Ну как «поцеловал» – неловко потянулся вдруг вперёд, она потянулась тоже; неловко и неумело ткнулись губами в губы, жарко вспыхнули оба, чуть не в ужасе отпрыгивая друг от друга.
Лиза так и замерла, вновь стиснувшиеся кулачки прижаты к груди, ветер треплет волосы, а Юрке Вяземскому наконец удаётся построить кадет, и они начинают отбивать ногу, сперва как бы в шутку, дурачась, – а потом всё чётче и твёрже, и вот уже колонна кадет чеканит шаг, словно на высочайшем смотру; и люди выбегают из домов, кто-то плачет, кто-то крестит их, а Две Мишени кричит севшим надтреснутым голосом:
– Уходите из города! Скорее! Уходите все, куда угодно, только уходите!..
И в словах его отчаяние, потому что он уже знает – никто не послушается.
Лиза… Лизавета Корабельникова…
– Фёдор?
Нет, это не её голос. Но в нём тоже тревога и забота – настоящие, неподдельные. И что-то ещё, что он смутно чувствует, о чём догадывается, но боится признаться даже самому себе.
– Фёдор Алексеевич? – Кажется, он её испугал, эту милую сестру…

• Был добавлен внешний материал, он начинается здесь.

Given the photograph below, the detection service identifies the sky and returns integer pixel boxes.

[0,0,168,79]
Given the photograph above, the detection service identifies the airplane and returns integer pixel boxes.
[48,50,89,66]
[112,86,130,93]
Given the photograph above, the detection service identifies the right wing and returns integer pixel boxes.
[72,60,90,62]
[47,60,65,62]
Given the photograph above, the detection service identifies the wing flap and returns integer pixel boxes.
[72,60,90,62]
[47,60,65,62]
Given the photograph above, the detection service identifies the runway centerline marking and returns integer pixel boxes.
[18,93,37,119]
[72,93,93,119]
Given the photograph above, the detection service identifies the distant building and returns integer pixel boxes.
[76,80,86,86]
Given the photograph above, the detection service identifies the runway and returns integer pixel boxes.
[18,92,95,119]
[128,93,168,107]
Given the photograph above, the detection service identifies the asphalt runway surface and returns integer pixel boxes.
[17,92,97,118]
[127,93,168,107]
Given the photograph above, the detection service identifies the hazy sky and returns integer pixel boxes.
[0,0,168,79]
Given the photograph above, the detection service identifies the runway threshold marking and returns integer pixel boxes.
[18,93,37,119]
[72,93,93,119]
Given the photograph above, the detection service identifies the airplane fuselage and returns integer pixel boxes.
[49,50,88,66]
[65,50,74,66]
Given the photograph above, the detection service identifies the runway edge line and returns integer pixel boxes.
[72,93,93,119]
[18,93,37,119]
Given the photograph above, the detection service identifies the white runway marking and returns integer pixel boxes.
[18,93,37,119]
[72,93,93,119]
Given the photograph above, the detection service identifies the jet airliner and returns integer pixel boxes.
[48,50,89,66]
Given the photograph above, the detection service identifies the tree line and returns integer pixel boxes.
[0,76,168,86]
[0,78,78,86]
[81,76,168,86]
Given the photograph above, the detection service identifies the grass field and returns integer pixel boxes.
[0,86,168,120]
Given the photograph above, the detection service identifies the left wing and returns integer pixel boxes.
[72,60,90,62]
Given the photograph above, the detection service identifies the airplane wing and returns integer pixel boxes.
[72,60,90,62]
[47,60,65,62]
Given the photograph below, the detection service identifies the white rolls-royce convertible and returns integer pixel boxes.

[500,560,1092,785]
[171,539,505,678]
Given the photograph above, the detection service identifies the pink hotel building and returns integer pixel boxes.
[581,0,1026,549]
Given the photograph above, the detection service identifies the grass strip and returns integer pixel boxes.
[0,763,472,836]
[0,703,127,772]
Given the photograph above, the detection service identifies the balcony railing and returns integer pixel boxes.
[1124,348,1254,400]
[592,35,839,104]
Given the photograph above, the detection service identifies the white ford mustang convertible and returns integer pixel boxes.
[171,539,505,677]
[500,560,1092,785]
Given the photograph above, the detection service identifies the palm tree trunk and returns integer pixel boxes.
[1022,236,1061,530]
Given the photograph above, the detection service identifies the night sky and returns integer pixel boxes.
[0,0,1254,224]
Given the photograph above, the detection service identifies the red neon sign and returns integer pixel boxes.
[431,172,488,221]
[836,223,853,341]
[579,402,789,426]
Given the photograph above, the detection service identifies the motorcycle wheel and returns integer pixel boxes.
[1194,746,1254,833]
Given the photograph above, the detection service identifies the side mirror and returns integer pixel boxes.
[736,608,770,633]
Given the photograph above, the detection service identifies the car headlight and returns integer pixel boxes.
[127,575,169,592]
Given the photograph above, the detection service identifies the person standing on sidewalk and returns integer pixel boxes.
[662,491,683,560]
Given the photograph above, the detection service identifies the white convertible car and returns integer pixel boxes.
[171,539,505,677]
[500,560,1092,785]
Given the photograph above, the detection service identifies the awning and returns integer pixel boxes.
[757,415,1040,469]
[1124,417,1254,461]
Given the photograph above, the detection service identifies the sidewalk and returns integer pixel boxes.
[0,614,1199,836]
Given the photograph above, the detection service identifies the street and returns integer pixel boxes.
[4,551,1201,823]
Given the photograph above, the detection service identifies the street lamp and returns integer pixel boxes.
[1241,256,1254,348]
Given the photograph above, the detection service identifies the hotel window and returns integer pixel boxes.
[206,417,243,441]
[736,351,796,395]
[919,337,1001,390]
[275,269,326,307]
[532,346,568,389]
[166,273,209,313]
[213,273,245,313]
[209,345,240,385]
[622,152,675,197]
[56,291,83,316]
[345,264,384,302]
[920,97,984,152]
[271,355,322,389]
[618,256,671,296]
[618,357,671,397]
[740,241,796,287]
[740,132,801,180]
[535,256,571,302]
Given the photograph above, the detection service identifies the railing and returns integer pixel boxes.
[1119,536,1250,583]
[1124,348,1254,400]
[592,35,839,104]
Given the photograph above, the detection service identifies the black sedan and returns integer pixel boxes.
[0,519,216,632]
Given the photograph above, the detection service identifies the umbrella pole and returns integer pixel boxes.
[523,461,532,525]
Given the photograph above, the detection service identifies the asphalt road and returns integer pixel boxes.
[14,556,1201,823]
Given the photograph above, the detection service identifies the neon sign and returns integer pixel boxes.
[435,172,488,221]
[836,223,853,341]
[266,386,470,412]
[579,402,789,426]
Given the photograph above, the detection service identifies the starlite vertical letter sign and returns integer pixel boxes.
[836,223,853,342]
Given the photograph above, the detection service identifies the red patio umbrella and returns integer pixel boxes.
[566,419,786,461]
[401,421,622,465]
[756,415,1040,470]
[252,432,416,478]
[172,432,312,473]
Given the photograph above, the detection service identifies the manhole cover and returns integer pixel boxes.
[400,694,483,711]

– В-всё хорошо, – выдавил он.
– Вот не надо так больше делать, – наставительно, но с явным облегчением сказала она, в шутку грозя тонким и длинным пальцем, тем самым, что принято называть «аристократическим».
– Не буду, мадемуазель Татьяна… – повинился он.
– Всё, вам надо спать, милый кадет, – она поднялась. – Утром вас осмотрит Иван Христофорович, узнает, что вы ночью бодрствовали, мне попадёт. – Лёгкая улыбка на бледных губах.